The bills would remove certain barriers to competition such as unequal treatment and take out ambiguities that lead to lawsuits, said sponsor Phil King, R-Weatherford. The legislation would affect cable TV, wireless and landline phone service, Internet and other video companies.
The first bill, House Bill 789, overwhelmingly passed the House last month, and the second part, HB 3179, was approved by the Regulated Industries Committee Tuesday and will be eligible for debate by the full House if it is cleared by the Calendars Committee.
"We've regulated this to death," King said. "This is aimed at allowing new competitors to come in and fight for business and remove unnecessary legislation."
The Time Warner ad claimed passage would lead to redlining, where cable companies could pick and choose which markets they want to serve, said Ray Purser, vice president of public affairs for the company. A similar ad was placed in Sunday's Houston Chronicle.
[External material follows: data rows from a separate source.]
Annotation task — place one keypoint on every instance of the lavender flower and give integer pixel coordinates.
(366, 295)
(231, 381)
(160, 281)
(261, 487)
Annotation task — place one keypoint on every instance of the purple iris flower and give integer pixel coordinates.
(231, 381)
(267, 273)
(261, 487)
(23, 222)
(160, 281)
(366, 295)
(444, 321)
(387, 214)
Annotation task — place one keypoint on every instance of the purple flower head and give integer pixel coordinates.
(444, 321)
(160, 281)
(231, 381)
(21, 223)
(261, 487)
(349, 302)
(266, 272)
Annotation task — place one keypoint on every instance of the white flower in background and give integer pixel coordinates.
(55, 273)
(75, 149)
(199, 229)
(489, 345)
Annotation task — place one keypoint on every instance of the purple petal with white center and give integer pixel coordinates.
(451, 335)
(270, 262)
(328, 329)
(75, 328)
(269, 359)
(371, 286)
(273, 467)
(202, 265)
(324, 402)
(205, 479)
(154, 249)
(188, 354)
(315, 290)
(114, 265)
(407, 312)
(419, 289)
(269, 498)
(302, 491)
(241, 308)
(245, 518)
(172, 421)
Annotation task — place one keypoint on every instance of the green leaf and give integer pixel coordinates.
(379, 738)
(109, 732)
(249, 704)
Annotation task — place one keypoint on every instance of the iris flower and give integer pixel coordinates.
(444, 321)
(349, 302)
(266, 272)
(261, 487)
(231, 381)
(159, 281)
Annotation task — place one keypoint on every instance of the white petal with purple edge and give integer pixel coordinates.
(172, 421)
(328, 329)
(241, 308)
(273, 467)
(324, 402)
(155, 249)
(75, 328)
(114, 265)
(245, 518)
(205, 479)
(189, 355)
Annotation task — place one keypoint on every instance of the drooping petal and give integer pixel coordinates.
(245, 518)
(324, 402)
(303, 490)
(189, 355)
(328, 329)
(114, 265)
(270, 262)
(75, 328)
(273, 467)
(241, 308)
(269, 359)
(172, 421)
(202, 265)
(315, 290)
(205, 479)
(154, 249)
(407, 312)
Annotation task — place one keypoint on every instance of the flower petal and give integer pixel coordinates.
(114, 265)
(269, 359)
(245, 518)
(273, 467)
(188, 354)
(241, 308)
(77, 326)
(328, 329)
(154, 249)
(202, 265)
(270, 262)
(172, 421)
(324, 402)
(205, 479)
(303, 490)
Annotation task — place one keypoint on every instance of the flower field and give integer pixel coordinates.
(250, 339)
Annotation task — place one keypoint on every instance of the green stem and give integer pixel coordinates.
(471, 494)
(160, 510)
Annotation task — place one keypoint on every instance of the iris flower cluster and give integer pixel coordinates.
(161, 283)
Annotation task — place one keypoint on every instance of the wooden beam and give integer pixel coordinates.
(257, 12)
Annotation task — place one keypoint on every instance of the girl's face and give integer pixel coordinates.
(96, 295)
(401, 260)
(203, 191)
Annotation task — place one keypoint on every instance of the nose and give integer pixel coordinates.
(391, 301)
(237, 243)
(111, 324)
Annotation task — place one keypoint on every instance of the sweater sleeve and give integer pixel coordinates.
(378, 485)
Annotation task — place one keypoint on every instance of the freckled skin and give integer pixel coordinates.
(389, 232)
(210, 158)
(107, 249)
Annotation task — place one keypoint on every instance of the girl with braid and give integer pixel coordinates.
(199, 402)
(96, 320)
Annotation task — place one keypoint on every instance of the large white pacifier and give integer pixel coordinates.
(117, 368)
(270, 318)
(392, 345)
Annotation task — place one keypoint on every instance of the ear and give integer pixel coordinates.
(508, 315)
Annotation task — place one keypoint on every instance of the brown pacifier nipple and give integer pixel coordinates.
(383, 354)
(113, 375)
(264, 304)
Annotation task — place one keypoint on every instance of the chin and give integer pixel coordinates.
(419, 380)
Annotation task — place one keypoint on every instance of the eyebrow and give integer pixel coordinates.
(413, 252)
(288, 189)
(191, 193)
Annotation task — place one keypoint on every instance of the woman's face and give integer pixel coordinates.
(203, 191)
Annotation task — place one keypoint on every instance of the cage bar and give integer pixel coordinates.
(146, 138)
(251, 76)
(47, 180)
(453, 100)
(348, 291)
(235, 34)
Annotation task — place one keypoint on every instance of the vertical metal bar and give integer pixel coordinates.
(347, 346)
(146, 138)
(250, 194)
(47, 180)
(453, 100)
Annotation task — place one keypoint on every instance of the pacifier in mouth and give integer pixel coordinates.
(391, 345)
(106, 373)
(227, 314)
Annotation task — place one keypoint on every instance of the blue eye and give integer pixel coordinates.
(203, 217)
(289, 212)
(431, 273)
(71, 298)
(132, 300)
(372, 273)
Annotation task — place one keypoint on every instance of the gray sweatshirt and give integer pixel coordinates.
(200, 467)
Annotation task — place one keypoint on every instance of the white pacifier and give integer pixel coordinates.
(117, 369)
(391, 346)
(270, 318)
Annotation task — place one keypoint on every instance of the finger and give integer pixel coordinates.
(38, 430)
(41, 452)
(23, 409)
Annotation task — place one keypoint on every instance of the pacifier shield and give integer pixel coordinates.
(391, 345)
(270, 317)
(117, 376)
Current law mandates that telecommunications companies must get separate franchises in each city they want to service. If a city grants a franchise, the company must serve all residents within the municipality, Purser said.
King's legislation would give franchises automatic rights to do business in any city in Texas and would allow companies to pick and choose who they serve, Purser said.
"It is state-sanctioned redlining," he said. "It allows telecommunications providers to only build in the wealthier neighborhoods. We are trying to educate the consumer on the fact that it is bad public policy to allow redlining."
King said consumers benefit the most from competition, and cable companies such as Time Warner are upset because they have had a monopoly on the market for so long and don't want new competitors.
"The cable companies' arguments are not valid," he said. "What they're promoting is bad policy. They want to continue the monopoly and I don't think the legislators are buying it, so they're going to the public."
Hoping to compete with cable companies, SBC recently announced plans for a new project to provide cable service, and King's legislation would help push that initiative forward.
The Austin Chronicle notes that these bills are another form of intereference in municipal revenue by the State Lege.
Municipalities can also generate revenue through leasing rights-of-way, through fees charged to cable and telecom providers in exchange for the use of public streets. Last year, Austin took in just under $22 million in rights-of-way fees from cable and telecom providers. But under HB 3179, cities would no longer be able to negotiate right-of-way use agreements. A statewide standard would determine such things as the maximum number of PEG (public educational government) channels any cable provider was required to offer, and right-of-way fees would be replaced by a statewide 3.95% fee on each sale of a communications service. The precise provisions are still to be worked out (should the bill advance), but municipalities fear a legislated sweetheart deal for providers, with a consequent loss in revenue for cities.